An influx of cicadas, a kind of periodic flyer characterized by red eyes, a pumping head, and jet-like muscles in the back, has not been seen in decades—if not centuries—is going to take place.
Unlike their yearly green-tinged relatives, these bulging-eye bugs are black. They burrow underground for several years before emerging to swarm a landscape, clinging to homes with their shed exoskeletons and creating a crunchy texture underfoot.
John Cooley, a cicada specialist at the University of Connecticut, has dubbed the impending invasion of some regions of the United States this spring “cicada-geddon.”
In 1803, while Thomas Jefferson was president, he made a mistake when writing about cicadas in his Garden Book, thinking they were locusts.
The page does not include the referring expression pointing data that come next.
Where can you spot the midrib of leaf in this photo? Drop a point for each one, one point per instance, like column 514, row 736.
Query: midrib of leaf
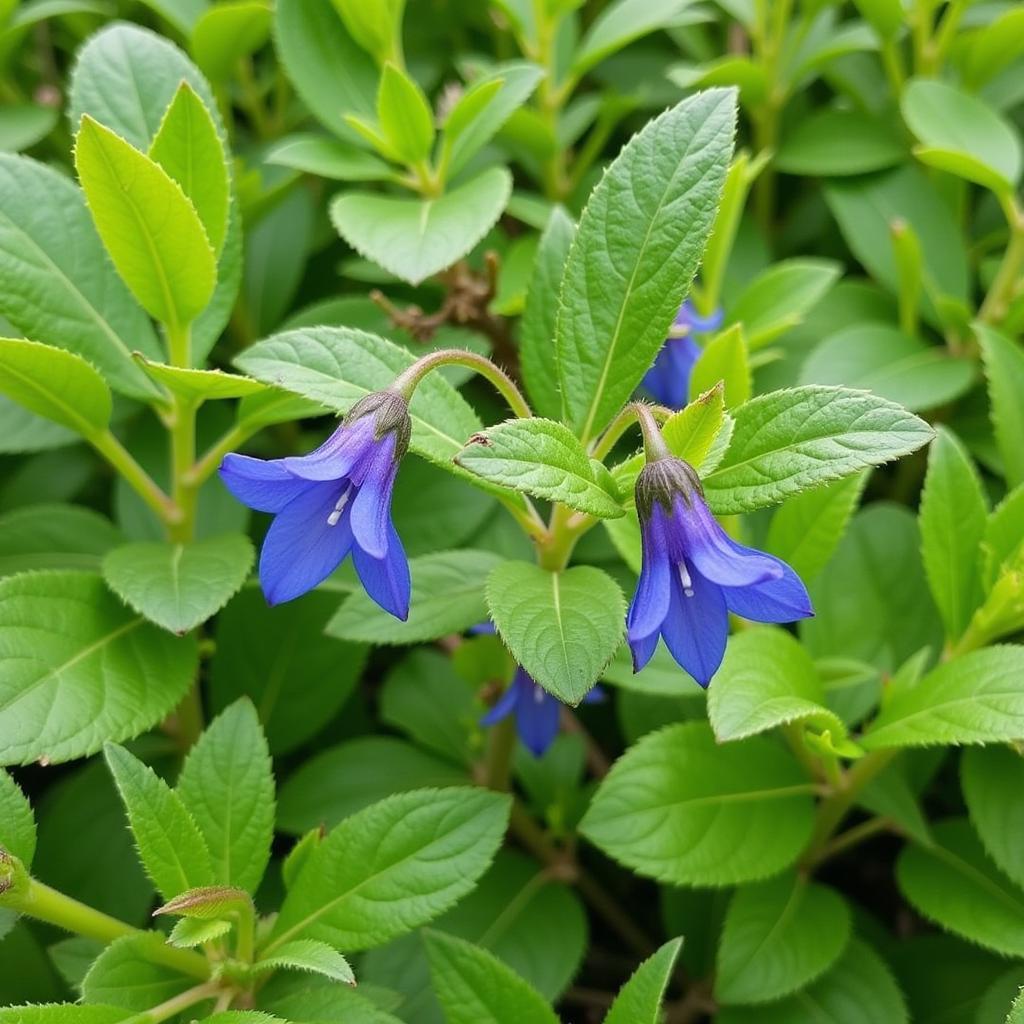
column 612, row 348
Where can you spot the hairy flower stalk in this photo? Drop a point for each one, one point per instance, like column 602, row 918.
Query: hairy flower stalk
column 331, row 502
column 668, row 381
column 694, row 573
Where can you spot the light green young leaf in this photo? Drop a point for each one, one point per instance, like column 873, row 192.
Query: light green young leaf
column 779, row 936
column 563, row 628
column 955, row 885
column 170, row 846
column 807, row 528
column 724, row 359
column 639, row 1000
column 475, row 987
column 1005, row 371
column 975, row 698
column 537, row 342
column 682, row 809
column 788, row 441
column 17, row 823
column 391, row 867
column 404, row 115
column 540, row 458
column 179, row 586
column 953, row 511
column 991, row 778
column 55, row 384
column 626, row 275
column 188, row 148
column 962, row 134
column 148, row 226
column 309, row 955
column 58, row 284
column 226, row 785
column 768, row 679
column 337, row 367
column 415, row 239
column 448, row 597
column 70, row 669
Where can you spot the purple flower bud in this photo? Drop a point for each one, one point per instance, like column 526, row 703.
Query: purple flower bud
column 331, row 502
column 694, row 574
column 668, row 381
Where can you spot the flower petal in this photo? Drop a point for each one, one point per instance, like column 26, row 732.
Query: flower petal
column 782, row 600
column 338, row 456
column 262, row 484
column 715, row 555
column 372, row 506
column 386, row 580
column 697, row 627
column 301, row 547
column 650, row 602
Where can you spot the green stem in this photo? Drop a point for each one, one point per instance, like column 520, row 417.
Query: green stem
column 408, row 380
column 43, row 903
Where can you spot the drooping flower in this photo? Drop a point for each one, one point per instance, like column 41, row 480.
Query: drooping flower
column 668, row 381
column 331, row 502
column 694, row 574
column 538, row 713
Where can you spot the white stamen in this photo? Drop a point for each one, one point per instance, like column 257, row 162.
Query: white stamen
column 684, row 579
column 332, row 519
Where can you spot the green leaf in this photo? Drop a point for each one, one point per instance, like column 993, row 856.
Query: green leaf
column 226, row 785
column 788, row 441
column 953, row 511
column 679, row 808
column 955, row 885
column 780, row 297
column 280, row 657
column 404, row 115
column 148, row 226
column 779, row 936
column 724, row 359
column 639, row 1000
column 1005, row 371
column 626, row 275
column 58, row 284
column 858, row 989
column 619, row 25
column 537, row 342
column 187, row 147
column 179, row 586
column 991, row 779
column 74, row 664
column 415, row 239
column 882, row 358
column 125, row 976
column 807, row 528
column 307, row 954
column 766, row 680
column 540, row 458
column 17, row 824
column 170, row 845
column 337, row 367
column 962, row 134
column 55, row 384
column 392, row 867
column 563, row 628
column 448, row 597
column 834, row 142
column 475, row 987
column 343, row 779
column 226, row 33
column 331, row 74
column 975, row 698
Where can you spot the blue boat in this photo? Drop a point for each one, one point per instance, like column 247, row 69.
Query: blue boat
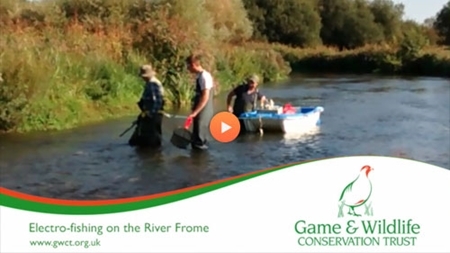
column 300, row 120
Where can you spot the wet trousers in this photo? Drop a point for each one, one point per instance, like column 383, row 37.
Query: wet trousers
column 148, row 132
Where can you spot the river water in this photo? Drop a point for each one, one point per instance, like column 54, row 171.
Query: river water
column 363, row 116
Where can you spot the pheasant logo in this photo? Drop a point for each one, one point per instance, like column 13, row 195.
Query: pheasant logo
column 356, row 194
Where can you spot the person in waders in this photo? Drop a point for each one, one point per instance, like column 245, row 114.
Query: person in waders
column 247, row 95
column 148, row 132
column 202, row 103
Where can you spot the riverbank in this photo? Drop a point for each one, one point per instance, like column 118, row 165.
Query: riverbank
column 65, row 89
column 63, row 65
column 383, row 60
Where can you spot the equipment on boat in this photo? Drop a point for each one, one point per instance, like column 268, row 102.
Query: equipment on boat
column 181, row 136
column 286, row 119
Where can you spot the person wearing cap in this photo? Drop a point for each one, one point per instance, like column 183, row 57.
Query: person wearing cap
column 247, row 95
column 202, row 102
column 148, row 132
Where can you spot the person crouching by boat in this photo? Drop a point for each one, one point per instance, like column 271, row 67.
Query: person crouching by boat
column 148, row 132
column 247, row 95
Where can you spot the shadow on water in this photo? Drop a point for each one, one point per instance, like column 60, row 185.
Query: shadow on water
column 363, row 115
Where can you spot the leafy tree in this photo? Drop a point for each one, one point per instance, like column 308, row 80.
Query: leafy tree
column 348, row 24
column 291, row 22
column 389, row 16
column 442, row 24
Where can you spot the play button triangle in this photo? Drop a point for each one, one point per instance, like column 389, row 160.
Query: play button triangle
column 224, row 127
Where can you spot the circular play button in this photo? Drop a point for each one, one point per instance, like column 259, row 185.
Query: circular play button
column 224, row 127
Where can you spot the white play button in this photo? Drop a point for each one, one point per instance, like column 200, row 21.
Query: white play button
column 224, row 127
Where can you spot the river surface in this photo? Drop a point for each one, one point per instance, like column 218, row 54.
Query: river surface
column 363, row 116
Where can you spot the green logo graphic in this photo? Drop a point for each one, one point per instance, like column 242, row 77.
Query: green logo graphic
column 356, row 194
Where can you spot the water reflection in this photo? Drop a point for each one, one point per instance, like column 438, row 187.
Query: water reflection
column 93, row 163
column 295, row 138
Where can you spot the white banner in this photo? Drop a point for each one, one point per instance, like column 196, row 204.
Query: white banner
column 350, row 204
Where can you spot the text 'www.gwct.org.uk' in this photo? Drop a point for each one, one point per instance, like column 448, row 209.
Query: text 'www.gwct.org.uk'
column 67, row 243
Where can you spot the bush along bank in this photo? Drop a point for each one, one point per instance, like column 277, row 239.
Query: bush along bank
column 66, row 63
column 369, row 60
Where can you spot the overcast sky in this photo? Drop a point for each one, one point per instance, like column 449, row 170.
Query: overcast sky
column 420, row 10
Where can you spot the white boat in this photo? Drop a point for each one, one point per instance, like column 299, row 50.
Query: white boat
column 303, row 119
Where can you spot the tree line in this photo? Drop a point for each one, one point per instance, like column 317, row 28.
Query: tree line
column 346, row 24
column 66, row 62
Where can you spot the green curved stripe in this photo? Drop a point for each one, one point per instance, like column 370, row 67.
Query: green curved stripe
column 26, row 205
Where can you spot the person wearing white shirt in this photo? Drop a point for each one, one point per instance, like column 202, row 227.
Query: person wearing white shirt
column 202, row 103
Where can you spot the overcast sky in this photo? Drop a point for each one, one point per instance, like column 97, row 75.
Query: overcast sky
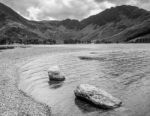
column 62, row 9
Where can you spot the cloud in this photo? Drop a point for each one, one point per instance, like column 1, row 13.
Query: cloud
column 62, row 9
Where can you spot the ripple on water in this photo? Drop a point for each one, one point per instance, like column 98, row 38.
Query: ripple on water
column 122, row 73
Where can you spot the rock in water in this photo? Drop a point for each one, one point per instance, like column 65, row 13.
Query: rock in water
column 97, row 96
column 54, row 74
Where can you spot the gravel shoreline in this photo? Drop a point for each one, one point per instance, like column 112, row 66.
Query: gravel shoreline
column 14, row 102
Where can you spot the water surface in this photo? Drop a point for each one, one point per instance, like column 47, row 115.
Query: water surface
column 122, row 70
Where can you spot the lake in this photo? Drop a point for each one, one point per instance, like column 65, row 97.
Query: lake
column 121, row 69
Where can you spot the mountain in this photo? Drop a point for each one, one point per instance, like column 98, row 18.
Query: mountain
column 118, row 24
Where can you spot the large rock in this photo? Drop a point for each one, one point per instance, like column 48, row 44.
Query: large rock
column 54, row 74
column 97, row 96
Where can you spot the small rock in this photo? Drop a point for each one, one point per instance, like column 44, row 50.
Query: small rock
column 54, row 74
column 97, row 96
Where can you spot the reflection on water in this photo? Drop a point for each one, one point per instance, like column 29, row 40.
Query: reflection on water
column 123, row 71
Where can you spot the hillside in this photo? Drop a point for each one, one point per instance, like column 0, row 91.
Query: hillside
column 119, row 24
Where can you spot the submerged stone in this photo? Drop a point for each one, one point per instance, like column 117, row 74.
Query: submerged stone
column 54, row 74
column 97, row 96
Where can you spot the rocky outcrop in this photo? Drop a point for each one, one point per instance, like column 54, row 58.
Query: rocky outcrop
column 54, row 74
column 97, row 96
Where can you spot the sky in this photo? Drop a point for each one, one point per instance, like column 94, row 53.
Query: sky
column 63, row 9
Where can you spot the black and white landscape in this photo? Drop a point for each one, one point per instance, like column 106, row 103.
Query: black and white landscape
column 74, row 58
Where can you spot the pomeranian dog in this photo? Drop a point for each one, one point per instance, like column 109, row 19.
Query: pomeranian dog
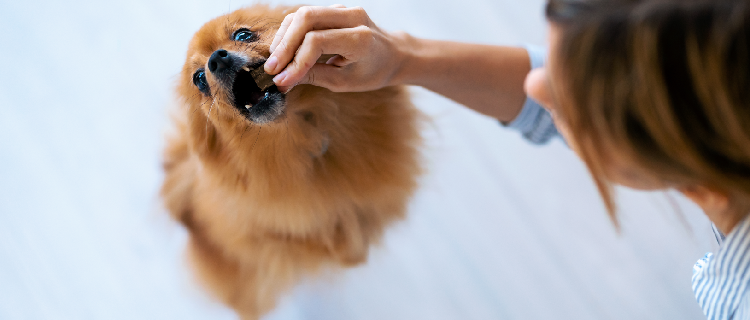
column 274, row 186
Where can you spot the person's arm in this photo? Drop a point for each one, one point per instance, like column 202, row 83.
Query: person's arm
column 488, row 79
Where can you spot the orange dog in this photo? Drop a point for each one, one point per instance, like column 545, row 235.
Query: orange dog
column 274, row 186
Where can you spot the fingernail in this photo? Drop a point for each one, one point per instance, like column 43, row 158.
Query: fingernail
column 279, row 77
column 271, row 63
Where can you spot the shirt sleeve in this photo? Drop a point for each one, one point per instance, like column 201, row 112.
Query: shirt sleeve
column 534, row 122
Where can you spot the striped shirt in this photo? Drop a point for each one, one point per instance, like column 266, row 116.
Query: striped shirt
column 721, row 280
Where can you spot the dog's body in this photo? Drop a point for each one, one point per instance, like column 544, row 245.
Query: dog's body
column 274, row 186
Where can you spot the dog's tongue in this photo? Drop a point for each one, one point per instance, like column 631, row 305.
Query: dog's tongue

This was the last time these two broods appeared together.
After repeatedly drilling several boreholes in Georgia’s red clay, the nation’s biggest geographic brood, Brood XIX, which emerges every thirteen years, is poised to make its way across the Southeast. Due to climate change, they are emerging sooner than in the past, when the ground reaches a temperature of 64 degrees (17.8 degrees Celsius). As they get older, the bugs become a deeper shade of brown.
Insects that resemble cicada relatives emerge every 17 years, and Illinois will be inundated with them shortly after their massive appearance in the Southeast. The 15 distinct broods emerge on 17- and 13-year cycles every few years. Entomologists have speculated that central Illinois has a little region where these two broods may overlap, but they will likely not interbreed.
This year’s figures are staggering, spanning hundreds of millions across sixteen states with an average density of around 1 million per acre. According to Cooley, it might be hundreds of billions, if not quadrillions. When the most enormous broods, XIX and XIV, emerge simultaneously in 2076, “that is the cicada-palooza.” This will be an even more massive nearby combined emergence.
Evolution is probably the source of part of the astronomical cicada numbers. Birds love the fat, sluggish, and delicious periodical cicadas, but there are too many to wipe them out.